И снова заговорят о Тамаре Викторовне, потом обязательно поссорятся, отец вытащит из-под кровати фибровый чемодан с металлическими наугольниками, объявит, что немедленно уезжает к бабушке, на Чешиху, начнёт собирать вещи и будет искать свой единственный галстук, который всегда куда-то девается.
– Знаю я твою Чешиху. Давай-давай!
– Опять! Я ей про Фому, она мне про Ерёму!
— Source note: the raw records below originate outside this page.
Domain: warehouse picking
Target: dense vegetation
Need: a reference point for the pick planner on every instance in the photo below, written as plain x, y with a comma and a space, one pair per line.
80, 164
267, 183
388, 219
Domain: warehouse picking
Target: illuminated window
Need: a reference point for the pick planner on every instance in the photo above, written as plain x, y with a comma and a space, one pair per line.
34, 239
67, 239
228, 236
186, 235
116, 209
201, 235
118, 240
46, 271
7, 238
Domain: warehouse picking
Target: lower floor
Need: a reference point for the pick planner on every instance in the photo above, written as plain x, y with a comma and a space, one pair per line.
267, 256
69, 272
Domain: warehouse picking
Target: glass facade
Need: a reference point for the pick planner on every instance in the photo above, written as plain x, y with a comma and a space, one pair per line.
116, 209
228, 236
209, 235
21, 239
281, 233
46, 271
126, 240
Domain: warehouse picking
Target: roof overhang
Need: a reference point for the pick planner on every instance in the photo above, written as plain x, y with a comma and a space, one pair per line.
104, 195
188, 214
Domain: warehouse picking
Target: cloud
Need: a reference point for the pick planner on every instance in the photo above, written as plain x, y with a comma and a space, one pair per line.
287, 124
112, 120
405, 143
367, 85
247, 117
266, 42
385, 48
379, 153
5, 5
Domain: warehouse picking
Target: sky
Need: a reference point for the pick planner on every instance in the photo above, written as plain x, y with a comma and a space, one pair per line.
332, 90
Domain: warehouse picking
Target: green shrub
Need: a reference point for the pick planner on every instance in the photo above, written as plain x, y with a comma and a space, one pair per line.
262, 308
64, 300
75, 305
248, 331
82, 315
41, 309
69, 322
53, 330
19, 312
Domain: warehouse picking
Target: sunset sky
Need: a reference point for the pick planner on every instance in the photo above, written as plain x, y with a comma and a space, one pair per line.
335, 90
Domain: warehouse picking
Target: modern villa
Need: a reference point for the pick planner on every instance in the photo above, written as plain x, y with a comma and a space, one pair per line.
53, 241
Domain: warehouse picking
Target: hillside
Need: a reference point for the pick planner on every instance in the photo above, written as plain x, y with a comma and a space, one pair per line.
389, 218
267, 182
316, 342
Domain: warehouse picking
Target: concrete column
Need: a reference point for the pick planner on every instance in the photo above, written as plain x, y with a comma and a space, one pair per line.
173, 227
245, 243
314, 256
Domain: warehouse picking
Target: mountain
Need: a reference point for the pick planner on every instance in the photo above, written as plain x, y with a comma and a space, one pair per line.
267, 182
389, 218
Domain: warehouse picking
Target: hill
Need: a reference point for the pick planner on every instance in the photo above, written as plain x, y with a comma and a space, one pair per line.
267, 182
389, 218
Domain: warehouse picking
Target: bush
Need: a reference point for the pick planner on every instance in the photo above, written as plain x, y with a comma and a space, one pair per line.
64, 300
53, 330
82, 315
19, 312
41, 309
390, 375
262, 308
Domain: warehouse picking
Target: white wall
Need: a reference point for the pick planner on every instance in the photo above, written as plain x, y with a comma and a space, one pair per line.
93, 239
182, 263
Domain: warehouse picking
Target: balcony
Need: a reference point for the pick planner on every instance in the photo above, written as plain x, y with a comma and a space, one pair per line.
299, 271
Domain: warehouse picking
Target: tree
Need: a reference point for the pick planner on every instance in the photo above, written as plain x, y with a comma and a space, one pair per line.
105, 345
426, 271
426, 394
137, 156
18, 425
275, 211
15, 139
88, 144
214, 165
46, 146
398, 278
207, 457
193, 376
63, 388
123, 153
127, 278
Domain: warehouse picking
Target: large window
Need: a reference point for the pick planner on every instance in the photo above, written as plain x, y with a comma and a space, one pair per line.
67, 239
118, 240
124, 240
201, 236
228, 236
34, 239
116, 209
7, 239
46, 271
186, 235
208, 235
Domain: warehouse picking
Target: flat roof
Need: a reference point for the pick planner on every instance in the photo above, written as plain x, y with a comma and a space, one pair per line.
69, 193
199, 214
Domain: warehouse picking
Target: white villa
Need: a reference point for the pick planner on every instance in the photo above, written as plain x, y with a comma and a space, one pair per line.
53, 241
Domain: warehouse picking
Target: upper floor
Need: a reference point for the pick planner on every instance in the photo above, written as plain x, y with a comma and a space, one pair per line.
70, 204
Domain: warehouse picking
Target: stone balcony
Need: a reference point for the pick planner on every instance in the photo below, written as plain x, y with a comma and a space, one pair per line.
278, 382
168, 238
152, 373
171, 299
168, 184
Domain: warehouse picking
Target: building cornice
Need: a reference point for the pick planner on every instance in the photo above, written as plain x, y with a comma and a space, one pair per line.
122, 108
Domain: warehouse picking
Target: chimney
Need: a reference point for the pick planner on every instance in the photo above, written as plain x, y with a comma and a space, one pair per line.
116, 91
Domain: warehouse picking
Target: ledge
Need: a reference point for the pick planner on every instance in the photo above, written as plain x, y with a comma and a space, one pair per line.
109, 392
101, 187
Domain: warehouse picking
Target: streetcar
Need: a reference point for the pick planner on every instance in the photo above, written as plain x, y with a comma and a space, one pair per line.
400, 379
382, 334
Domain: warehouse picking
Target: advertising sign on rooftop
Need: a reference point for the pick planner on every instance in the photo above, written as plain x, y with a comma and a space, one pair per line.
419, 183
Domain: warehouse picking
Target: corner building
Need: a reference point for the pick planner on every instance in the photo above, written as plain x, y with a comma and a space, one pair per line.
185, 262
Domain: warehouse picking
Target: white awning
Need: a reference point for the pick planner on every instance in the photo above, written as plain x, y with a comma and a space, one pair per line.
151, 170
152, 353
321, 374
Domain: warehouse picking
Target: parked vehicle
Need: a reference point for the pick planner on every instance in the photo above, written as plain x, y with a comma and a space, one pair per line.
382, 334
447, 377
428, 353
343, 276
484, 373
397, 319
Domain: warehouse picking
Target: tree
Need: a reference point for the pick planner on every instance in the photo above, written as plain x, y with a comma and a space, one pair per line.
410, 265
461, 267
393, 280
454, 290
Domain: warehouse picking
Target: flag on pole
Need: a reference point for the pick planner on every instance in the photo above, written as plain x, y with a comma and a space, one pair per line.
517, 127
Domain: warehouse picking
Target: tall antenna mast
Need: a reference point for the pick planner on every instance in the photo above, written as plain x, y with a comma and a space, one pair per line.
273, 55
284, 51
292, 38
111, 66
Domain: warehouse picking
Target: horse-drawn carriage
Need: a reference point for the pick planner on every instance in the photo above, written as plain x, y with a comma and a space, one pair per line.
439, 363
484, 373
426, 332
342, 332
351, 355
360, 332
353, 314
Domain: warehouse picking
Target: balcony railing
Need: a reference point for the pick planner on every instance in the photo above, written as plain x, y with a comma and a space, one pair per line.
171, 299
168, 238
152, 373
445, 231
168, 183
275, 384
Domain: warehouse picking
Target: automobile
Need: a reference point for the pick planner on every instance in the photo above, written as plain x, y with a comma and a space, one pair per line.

Допустить этого никак нельзя. Я потягиваюсь, словно только что проснулся, показательно моргаю и зеваю. Мать быстро вытирает слёзы:
– Выдрыхся, Пцыроха?
– Ага…
– Что ты хотел мне сказать перед сном?
Вчера я хотел сказать ей, что самка синего петушка заикрилась и умерла, поэтому надо ехать на птичий рынок за новой рыбкой, а для этого необходим полтинник. Шесть копеек стоит трамвай туда и обратно, сорок – рыбка, и четыре – газированная вода с кизиловым сиропом. Но говорю я ей совсем другое.
– Ты не будешь ругаться?
– Смотря за что… – настораживается она.
Я встаю, зажигаю торшер – ядовитый электрический свет заливает комнату. Глаза у матери красные. Она украдкой запихивает под наволочку кончик отцовского галстука. Изобразив на лице скорбное отчаяние, я с сопением поднимаю крышку дивана и достаю из его пыльной пасти испорченный свитер – тяжёлый, всё ещё мокрый, успевший покрыться какой-то зеленоватой патиной.
– Это что такое?
– Тёти-Валин свитер…
– Кошмар! Он тебя убьёт!
Никто меня, конечно, не убьёт. Просто выпорют. Отец одним движением выдернет из брюк ремень, точно Котовский – шашку из ножен, повалит меня на диван и начнёт стегать вполсилы, а мать будет хватать его за руку, умоляя:
– Ну хватит, Миша, хватит! Ребёнок же…
Я вырвусь, убегу во двор, спрячусь между ящиками и буду страдать, размышляя о том, порют ли за проказы девочек, – Шуру Казаковцеву, например. Если порют, то, скорее всего, прыгалками. Вернусь я через полчаса, потому что надо собираться в школу. На лестнице, возможно, встречу опоздавшего на работу весёлого отца. Он даст мне на бегу примирительный подзатыльник. Я обиженно отвернусь и потом день-два буду разговаривать только со своими рыбками. Зато родители не поссорятся, никто не уедет на Чешиху.